Upheavals in Lebanon and Iraq Throw a Monkey Wrench Into Iran's Strategic Designs

Anti-government protesters clash with riot policemen during a protest against government's plans to impose new taxes, in Beirut, Lebanon, Friday, Oct. 18, 2019. Nationwide protests paralyzed Lebanon on Friday as thousands of demonstrators blocked major roads in a second day of rallies against the government's handling of a severe economic crisis and the country's political class they perceive as being corrupt. (AP Photo/Hassan Ammar)

In Lebanon and Iraq, governments dominated by Iran-friendly Shiite Muslims have been forced to resign while in Syria and Yemen, Iranian power is ebbing.

Anyone who can read a map knows that Iran’s grand strategic vision for Shia hegemony is faltering. And the mullahs who dreamed it up are panicking.


The National:

Iran’s projects in Iraq, Lebanon, Syria and Yemen are coming under siege to such an extent that its leaders are in a state of panic. In Syria, the Iranian project has been set back by a Russian-approved US-Turkish deal, effectively blocking the strategic causeway Tehran was planning to complete its crescent of power, stretching all the way from Tehran to the Mediterranean via Iraq, Syria and Lebanon. In Iraq, there is a Shiite backlash against Iran’s excessive meddling in Iraq, to the point that protesters are chanting: “Iran get out”, despite a violent backlash from the IRGC-backed Popular Mobilisation Forces, who have fired live ammunition at protesters in Karbala, the consecrated heartland of Shiite religious doctrine.

In Lebanon, fear of Hezbollah has collapsed along with the unity government of accord it forms part of and Hezbollah chief Hassan Nasrallah is reduced to pointing the finger of blame. In Yemen, Iran’s expansionist project is facing a setback as the Saudi-Emirati exit strategy from the war is bearing fruit, giving Houthis a new path of belonging to a federalised Yemen, instead of looking towards Iran and its attempts at warmongering, with funds dwindling under US sanctions.

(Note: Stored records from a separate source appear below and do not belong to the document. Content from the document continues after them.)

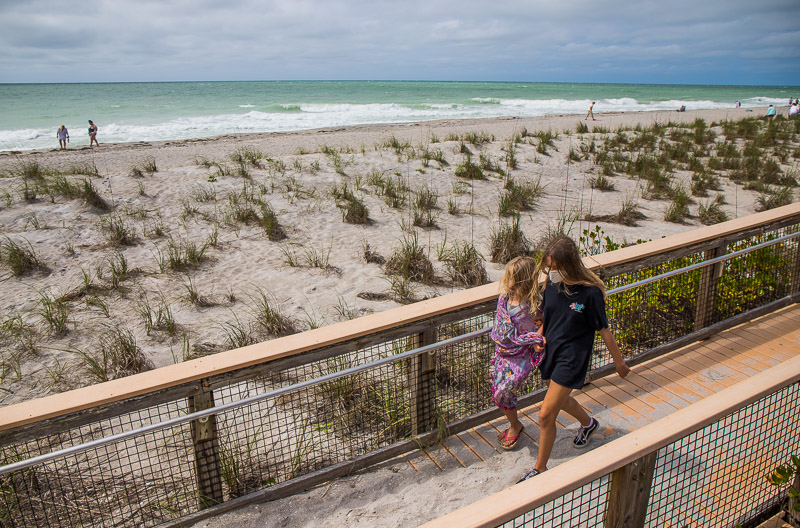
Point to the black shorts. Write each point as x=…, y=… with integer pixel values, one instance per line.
x=566, y=366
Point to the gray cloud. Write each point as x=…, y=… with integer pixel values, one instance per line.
x=736, y=41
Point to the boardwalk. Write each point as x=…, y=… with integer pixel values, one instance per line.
x=428, y=483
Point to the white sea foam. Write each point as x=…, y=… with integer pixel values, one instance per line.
x=301, y=116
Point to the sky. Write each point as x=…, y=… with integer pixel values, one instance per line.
x=677, y=41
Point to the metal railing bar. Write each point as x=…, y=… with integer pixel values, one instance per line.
x=708, y=262
x=199, y=415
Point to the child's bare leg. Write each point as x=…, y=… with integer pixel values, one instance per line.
x=574, y=409
x=554, y=400
x=514, y=425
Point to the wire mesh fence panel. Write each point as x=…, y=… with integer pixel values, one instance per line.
x=717, y=475
x=143, y=481
x=583, y=506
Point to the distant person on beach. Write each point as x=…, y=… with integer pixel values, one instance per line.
x=93, y=133
x=573, y=310
x=770, y=112
x=590, y=113
x=63, y=137
x=518, y=348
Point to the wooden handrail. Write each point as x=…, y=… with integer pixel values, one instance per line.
x=517, y=500
x=170, y=376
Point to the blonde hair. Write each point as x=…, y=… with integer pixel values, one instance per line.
x=518, y=279
x=563, y=254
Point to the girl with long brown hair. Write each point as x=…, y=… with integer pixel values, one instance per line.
x=572, y=307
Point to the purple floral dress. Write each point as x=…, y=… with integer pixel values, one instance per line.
x=514, y=354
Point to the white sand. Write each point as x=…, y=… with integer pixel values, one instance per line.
x=245, y=261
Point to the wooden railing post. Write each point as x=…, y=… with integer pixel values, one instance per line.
x=206, y=448
x=707, y=290
x=423, y=372
x=794, y=516
x=630, y=493
x=796, y=270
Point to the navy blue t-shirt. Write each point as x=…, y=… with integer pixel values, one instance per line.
x=570, y=322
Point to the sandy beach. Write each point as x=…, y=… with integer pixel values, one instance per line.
x=200, y=198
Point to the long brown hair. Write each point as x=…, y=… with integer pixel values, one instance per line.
x=518, y=278
x=563, y=254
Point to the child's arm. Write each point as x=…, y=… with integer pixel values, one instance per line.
x=613, y=349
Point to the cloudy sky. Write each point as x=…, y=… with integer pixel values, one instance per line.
x=678, y=41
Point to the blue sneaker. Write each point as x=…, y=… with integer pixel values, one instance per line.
x=585, y=433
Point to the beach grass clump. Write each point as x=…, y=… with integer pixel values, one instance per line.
x=601, y=182
x=157, y=316
x=268, y=315
x=19, y=259
x=520, y=196
x=508, y=241
x=774, y=197
x=370, y=256
x=409, y=261
x=118, y=356
x=354, y=211
x=180, y=255
x=678, y=209
x=118, y=232
x=268, y=220
x=469, y=170
x=465, y=265
x=247, y=155
x=710, y=212
x=92, y=198
x=55, y=312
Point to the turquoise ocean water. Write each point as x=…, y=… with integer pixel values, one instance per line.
x=161, y=111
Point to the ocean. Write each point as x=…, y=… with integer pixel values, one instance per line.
x=128, y=112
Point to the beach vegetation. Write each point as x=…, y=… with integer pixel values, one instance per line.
x=19, y=259
x=518, y=197
x=157, y=316
x=354, y=211
x=268, y=315
x=54, y=310
x=238, y=333
x=181, y=254
x=464, y=264
x=469, y=170
x=91, y=197
x=247, y=155
x=118, y=232
x=117, y=356
x=601, y=182
x=410, y=261
x=678, y=208
x=774, y=197
x=710, y=212
x=370, y=256
x=268, y=220
x=508, y=241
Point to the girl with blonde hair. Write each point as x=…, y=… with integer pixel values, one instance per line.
x=572, y=309
x=518, y=347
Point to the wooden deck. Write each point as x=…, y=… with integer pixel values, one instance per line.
x=471, y=465
x=651, y=391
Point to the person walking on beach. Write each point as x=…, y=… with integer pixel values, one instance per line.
x=518, y=348
x=63, y=137
x=573, y=309
x=93, y=133
x=590, y=113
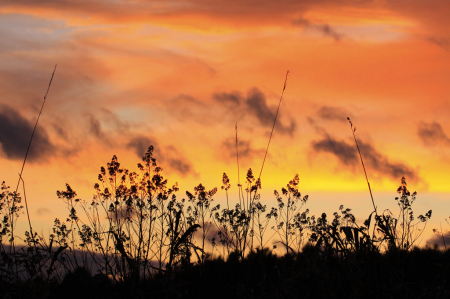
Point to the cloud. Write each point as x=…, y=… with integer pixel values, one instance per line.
x=15, y=134
x=432, y=134
x=444, y=43
x=344, y=152
x=325, y=29
x=169, y=156
x=177, y=161
x=333, y=113
x=437, y=239
x=42, y=211
x=140, y=146
x=233, y=98
x=348, y=155
x=256, y=105
x=244, y=147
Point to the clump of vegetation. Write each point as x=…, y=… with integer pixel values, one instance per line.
x=138, y=237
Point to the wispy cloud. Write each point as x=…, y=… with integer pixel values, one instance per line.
x=347, y=154
x=324, y=29
x=432, y=134
x=254, y=104
x=333, y=113
x=15, y=134
x=166, y=156
x=245, y=149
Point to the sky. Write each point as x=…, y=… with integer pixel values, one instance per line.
x=179, y=75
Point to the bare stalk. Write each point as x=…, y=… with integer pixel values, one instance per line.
x=360, y=156
x=28, y=149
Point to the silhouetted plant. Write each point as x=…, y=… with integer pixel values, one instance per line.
x=290, y=223
x=235, y=224
x=402, y=232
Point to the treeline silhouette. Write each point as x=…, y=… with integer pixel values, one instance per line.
x=137, y=238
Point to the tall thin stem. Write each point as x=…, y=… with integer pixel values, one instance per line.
x=360, y=156
x=274, y=121
x=28, y=149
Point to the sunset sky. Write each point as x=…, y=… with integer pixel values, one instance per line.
x=179, y=75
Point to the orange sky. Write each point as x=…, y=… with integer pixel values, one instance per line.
x=180, y=74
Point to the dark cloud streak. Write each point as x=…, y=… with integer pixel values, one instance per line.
x=256, y=105
x=170, y=155
x=348, y=155
x=325, y=29
x=15, y=134
x=333, y=113
x=432, y=134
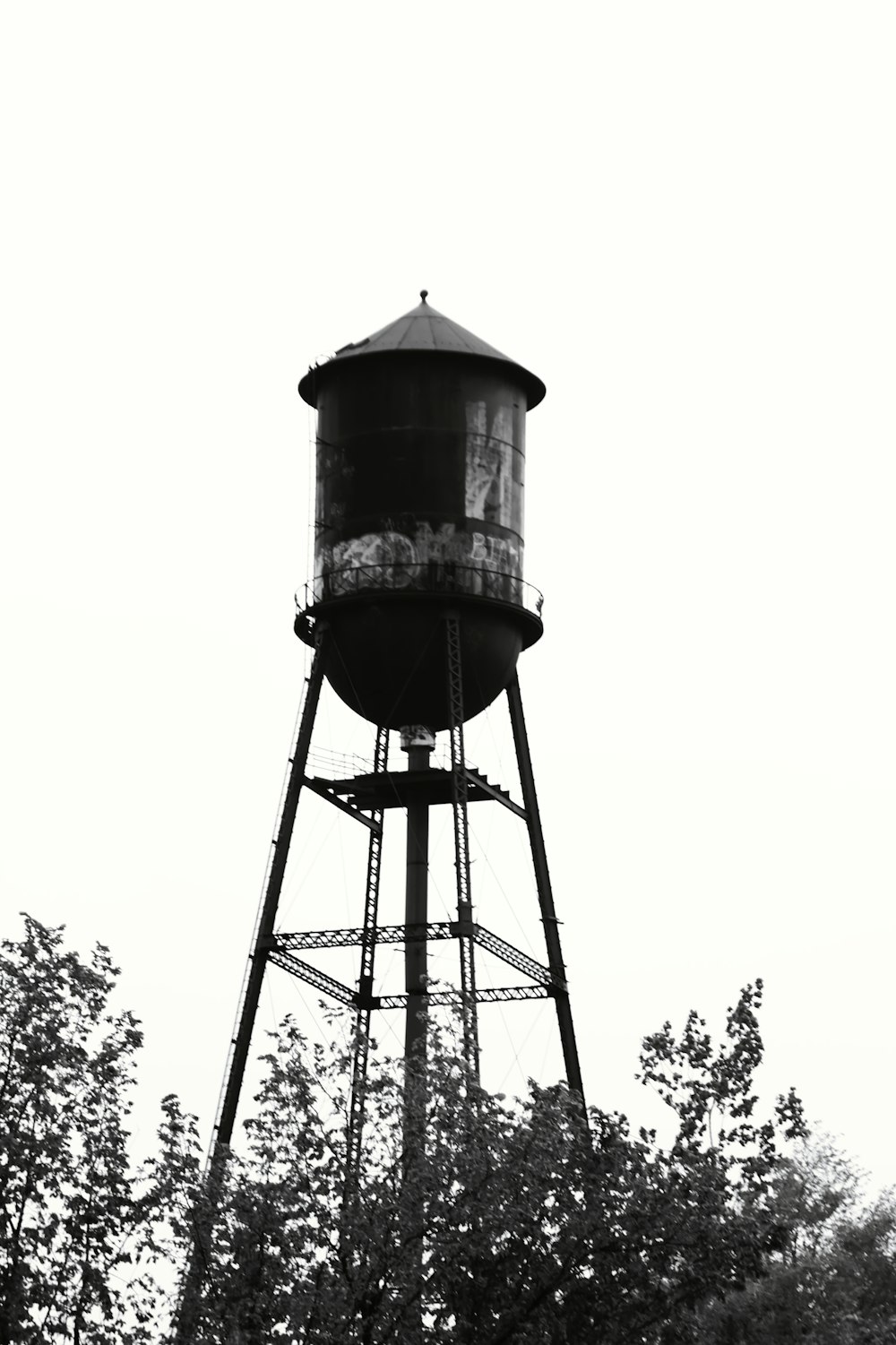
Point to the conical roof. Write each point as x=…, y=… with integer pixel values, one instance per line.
x=424, y=328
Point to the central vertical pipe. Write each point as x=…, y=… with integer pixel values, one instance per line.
x=418, y=743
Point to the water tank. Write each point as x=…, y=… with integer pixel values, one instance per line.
x=421, y=453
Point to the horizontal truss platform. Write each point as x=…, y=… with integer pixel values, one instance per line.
x=396, y=789
x=283, y=948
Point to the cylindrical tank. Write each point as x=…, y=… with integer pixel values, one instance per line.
x=421, y=450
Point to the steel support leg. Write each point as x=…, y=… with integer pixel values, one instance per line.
x=361, y=1049
x=248, y=1007
x=461, y=848
x=545, y=894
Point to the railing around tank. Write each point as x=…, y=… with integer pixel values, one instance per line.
x=426, y=577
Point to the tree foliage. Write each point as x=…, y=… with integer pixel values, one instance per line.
x=80, y=1231
x=833, y=1280
x=518, y=1224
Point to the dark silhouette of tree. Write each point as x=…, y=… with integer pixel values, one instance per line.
x=833, y=1280
x=517, y=1224
x=523, y=1226
x=80, y=1232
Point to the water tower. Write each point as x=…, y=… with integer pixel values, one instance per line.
x=418, y=616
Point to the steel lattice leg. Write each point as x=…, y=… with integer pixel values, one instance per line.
x=545, y=893
x=461, y=848
x=361, y=1048
x=248, y=1007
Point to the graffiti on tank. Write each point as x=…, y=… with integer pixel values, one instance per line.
x=394, y=560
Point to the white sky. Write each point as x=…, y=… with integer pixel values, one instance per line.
x=683, y=218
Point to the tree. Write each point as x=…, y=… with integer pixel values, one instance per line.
x=531, y=1227
x=517, y=1224
x=833, y=1280
x=80, y=1231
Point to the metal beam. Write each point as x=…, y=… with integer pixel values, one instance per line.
x=316, y=978
x=545, y=893
x=321, y=787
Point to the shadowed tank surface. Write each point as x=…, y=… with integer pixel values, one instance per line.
x=420, y=483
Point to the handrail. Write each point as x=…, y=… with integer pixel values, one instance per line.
x=426, y=577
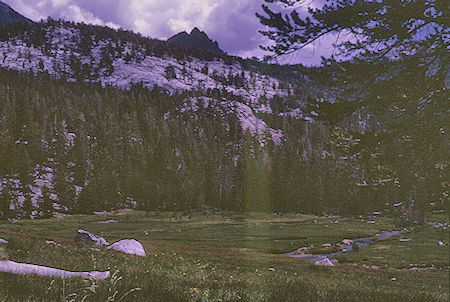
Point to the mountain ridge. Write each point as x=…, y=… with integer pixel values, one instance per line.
x=9, y=15
x=196, y=39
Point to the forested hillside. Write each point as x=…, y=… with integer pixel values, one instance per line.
x=78, y=147
x=97, y=119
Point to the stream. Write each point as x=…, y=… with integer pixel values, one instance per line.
x=358, y=242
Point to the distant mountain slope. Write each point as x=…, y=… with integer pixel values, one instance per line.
x=8, y=15
x=196, y=39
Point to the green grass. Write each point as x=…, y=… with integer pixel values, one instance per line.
x=226, y=258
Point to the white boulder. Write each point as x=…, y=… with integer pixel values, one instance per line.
x=324, y=262
x=128, y=246
x=348, y=242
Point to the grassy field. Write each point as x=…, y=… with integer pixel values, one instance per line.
x=227, y=257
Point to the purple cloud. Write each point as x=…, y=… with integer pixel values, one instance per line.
x=231, y=22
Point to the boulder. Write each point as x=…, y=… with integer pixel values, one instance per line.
x=128, y=246
x=324, y=262
x=84, y=237
x=348, y=242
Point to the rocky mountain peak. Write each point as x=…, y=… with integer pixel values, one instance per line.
x=8, y=15
x=195, y=39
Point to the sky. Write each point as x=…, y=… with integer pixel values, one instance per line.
x=232, y=23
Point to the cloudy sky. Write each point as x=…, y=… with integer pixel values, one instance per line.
x=231, y=22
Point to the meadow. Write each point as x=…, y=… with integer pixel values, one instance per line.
x=224, y=256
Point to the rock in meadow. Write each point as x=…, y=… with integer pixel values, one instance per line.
x=324, y=262
x=128, y=246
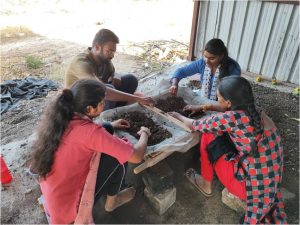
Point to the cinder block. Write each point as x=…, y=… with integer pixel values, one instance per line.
x=161, y=202
x=233, y=202
x=159, y=177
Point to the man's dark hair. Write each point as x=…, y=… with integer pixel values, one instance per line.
x=103, y=36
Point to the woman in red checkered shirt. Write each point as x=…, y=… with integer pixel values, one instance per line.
x=253, y=171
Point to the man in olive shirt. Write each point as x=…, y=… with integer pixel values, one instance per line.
x=95, y=63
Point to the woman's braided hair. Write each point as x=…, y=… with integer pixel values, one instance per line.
x=57, y=118
x=238, y=91
x=217, y=47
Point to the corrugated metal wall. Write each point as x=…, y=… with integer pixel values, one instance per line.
x=262, y=36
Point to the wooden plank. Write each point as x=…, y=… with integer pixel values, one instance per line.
x=168, y=117
x=151, y=162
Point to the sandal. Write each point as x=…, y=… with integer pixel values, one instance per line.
x=191, y=174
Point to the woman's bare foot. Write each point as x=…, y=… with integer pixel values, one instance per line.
x=124, y=196
x=205, y=187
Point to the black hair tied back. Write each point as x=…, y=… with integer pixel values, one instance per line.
x=67, y=95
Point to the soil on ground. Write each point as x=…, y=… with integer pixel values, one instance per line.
x=138, y=119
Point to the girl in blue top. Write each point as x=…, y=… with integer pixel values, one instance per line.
x=215, y=65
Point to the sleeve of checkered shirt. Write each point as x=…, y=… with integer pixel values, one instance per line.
x=215, y=123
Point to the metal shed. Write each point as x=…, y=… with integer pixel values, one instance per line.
x=263, y=36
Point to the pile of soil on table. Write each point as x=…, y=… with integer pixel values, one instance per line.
x=175, y=104
x=138, y=119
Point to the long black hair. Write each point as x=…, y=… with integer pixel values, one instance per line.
x=238, y=91
x=216, y=47
x=57, y=117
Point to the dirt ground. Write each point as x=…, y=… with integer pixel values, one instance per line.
x=19, y=199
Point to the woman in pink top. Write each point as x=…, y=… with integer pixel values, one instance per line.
x=69, y=144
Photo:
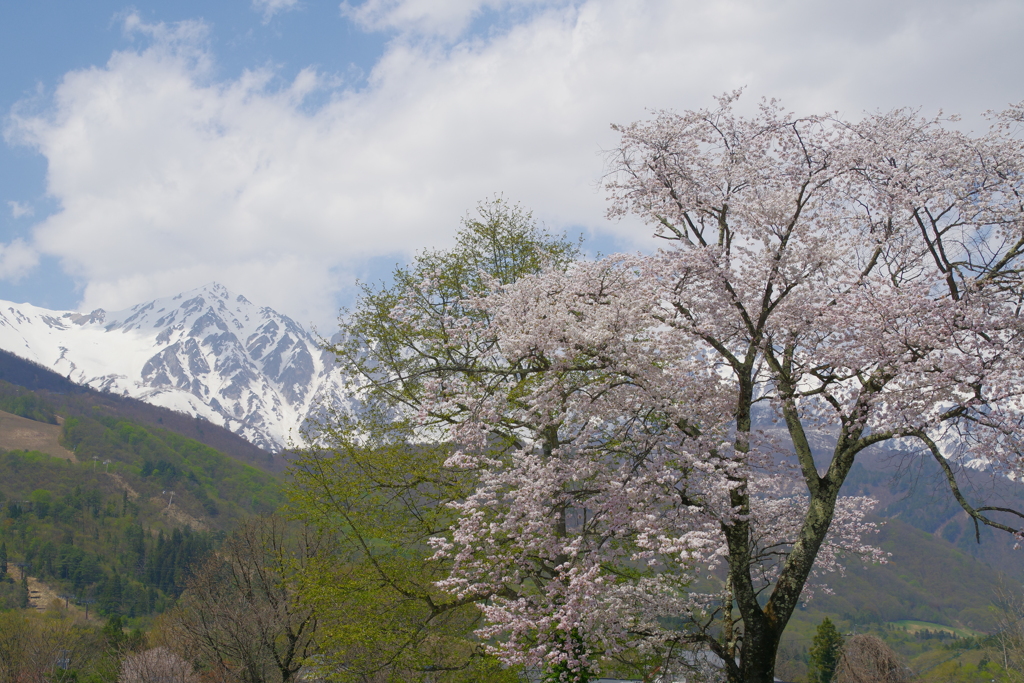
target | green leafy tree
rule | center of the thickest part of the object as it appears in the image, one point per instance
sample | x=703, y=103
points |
x=373, y=480
x=825, y=650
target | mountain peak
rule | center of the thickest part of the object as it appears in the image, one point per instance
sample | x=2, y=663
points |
x=206, y=352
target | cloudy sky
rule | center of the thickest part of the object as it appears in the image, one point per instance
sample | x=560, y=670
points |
x=289, y=147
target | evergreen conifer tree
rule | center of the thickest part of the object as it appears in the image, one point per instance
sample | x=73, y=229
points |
x=825, y=650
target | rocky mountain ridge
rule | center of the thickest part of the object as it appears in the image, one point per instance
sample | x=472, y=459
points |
x=206, y=352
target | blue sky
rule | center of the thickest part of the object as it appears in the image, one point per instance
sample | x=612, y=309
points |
x=287, y=147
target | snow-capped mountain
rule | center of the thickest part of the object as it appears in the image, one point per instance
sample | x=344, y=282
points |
x=205, y=352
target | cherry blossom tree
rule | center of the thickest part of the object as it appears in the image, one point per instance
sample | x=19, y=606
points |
x=640, y=427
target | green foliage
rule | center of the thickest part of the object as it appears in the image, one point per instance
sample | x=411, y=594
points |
x=82, y=540
x=384, y=498
x=85, y=535
x=825, y=650
x=206, y=482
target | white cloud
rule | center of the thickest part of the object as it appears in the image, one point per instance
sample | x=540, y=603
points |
x=16, y=260
x=432, y=17
x=270, y=7
x=168, y=178
x=19, y=209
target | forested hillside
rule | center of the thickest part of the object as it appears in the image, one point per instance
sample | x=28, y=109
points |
x=125, y=525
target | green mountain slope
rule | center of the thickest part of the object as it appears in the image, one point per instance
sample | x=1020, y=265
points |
x=123, y=521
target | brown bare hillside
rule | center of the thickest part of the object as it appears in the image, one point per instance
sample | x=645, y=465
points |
x=18, y=433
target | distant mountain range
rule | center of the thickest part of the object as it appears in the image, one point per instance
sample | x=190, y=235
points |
x=207, y=352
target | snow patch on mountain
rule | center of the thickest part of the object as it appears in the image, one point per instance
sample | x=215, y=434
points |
x=206, y=352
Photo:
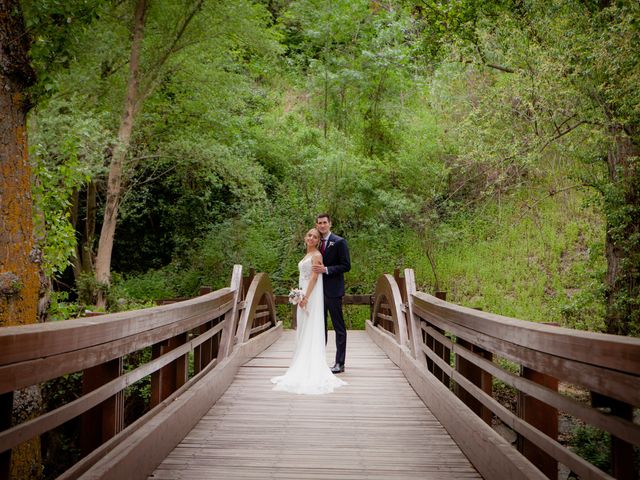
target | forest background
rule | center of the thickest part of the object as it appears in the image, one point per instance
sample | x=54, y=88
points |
x=491, y=146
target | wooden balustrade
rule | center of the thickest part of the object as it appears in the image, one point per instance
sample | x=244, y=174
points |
x=546, y=355
x=193, y=335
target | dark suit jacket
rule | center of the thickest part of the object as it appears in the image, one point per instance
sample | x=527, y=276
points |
x=336, y=259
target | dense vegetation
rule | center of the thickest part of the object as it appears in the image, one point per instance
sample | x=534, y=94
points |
x=491, y=146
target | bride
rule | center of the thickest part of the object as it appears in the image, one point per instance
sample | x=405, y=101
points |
x=309, y=373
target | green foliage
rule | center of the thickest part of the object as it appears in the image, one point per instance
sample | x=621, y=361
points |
x=66, y=150
x=449, y=137
x=593, y=445
x=60, y=308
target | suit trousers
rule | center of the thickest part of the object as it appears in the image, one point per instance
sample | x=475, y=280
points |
x=334, y=306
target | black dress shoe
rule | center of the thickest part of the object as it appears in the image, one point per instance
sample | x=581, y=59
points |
x=337, y=368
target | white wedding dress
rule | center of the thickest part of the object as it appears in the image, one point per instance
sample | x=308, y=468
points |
x=308, y=373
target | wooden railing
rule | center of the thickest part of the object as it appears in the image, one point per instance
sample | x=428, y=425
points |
x=444, y=348
x=196, y=346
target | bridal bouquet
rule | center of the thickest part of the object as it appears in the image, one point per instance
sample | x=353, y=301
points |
x=295, y=296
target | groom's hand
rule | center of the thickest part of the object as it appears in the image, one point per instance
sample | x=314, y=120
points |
x=319, y=268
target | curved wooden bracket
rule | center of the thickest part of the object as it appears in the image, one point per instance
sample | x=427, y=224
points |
x=415, y=333
x=230, y=319
x=387, y=288
x=260, y=288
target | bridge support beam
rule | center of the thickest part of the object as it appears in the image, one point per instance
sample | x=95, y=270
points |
x=107, y=419
x=541, y=416
x=171, y=377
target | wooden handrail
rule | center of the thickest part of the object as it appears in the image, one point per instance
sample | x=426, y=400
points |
x=205, y=325
x=455, y=346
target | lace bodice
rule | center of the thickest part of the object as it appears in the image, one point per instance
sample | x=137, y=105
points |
x=304, y=266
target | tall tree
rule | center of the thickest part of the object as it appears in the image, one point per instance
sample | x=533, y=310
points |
x=19, y=259
x=139, y=87
x=19, y=283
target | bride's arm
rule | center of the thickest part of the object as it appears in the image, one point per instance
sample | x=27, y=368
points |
x=315, y=260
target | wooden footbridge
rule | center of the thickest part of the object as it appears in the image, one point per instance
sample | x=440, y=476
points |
x=420, y=401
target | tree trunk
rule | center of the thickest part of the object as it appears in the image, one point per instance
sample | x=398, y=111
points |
x=622, y=242
x=19, y=282
x=19, y=258
x=115, y=182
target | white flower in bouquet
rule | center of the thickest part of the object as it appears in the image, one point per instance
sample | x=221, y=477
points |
x=295, y=296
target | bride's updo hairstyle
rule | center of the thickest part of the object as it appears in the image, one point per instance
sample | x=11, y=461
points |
x=317, y=232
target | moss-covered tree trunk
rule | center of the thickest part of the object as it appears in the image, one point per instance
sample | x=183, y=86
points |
x=19, y=261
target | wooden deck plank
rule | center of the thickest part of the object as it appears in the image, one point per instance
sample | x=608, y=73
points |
x=376, y=427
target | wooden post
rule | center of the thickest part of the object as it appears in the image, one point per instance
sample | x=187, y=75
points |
x=172, y=376
x=6, y=410
x=478, y=377
x=541, y=416
x=440, y=350
x=105, y=420
x=294, y=317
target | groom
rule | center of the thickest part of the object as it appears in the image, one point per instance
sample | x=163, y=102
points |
x=335, y=259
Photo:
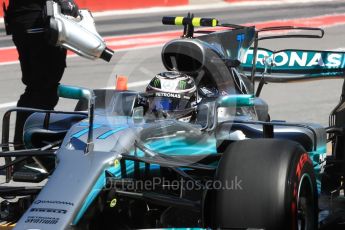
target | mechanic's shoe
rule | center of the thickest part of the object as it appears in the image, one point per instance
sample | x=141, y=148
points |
x=29, y=174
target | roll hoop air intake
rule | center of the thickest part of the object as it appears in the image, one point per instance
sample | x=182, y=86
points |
x=79, y=36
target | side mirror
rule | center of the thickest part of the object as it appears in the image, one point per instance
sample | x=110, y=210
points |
x=138, y=113
x=77, y=93
x=239, y=100
x=235, y=100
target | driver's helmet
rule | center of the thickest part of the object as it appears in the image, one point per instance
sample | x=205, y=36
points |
x=172, y=95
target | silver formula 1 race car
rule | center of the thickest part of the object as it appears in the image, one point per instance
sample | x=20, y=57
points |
x=123, y=161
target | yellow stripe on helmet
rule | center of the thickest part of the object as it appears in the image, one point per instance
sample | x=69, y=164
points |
x=179, y=21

Iranian leaders, reeling from sanctions and growing unrest among the young and unemployed masses, have sought to goad Trump into attacking them. It has apparently failed.


General Kenneth McKenzie Jr, head of US Central Command (Centcom), last week addressed a conference held by the National Council for US-Arab relations. He said Iran remains a priority, but less so than China and Russia, in US strategic planning. He warned against false interpretations regarding the deployment and withdrawal of US troops in the Middle East and the Gulf, saying Iran continues to be monitored. And he spoke of deterrence “without provocation” as an important challenge to US calculations regarding Iran.

That means short of attacking the U.S. or its troops directly, Trump won’t rise to the bait.

More to the point, the unrest across the region is generational, leaving the future very much in doubt for Tehran.

The young generation in Lebanon as well as in Iraq stand for victory against fear and blind obedience. They have risen up against corruption in their countries and against a political class that foolishly thought their power was permission to be greedy and venal. But this generation is also rising up against the 40-year-old presumption of the Iranian regime that it can dominate Arab youth through sectarianism, intimidation, oppression and Iranian-backed militias.

We see it in both Lebanon and Iraq where Shia youth are not buying what Iran is selling. They are in the streets, which must terrify Hezbollah and their masters in Tehran. The Shia militias in Iraq are already gunning down fellow Shia protesters. If the revolution in Lebanon goes too far, would Hezbollah do the same?


Without a doubt, yes. As it turns out, even Shia young people can’t be bought off with appeals to their religion. They want jobs. They want a life like they see other young people in the west living. Their leaders are hamstrung from making these kinds of basic reforms because of their allegiance to the fanatical, doctrinal holy men in Tehran.

The end game won’t be pretty. Iran will feel compelled to insist on a massive, bloody crackdown before democratic reforms dilute their power completely. We saw it work in Iran when religious police and the Revolutionary Guards murdered hundreds of protesters following the 2009 presidential election. Intimidation and the arrests of the protest leaders silenced the movement for change.

History may very well repeat itself in Iraq and Lebanon.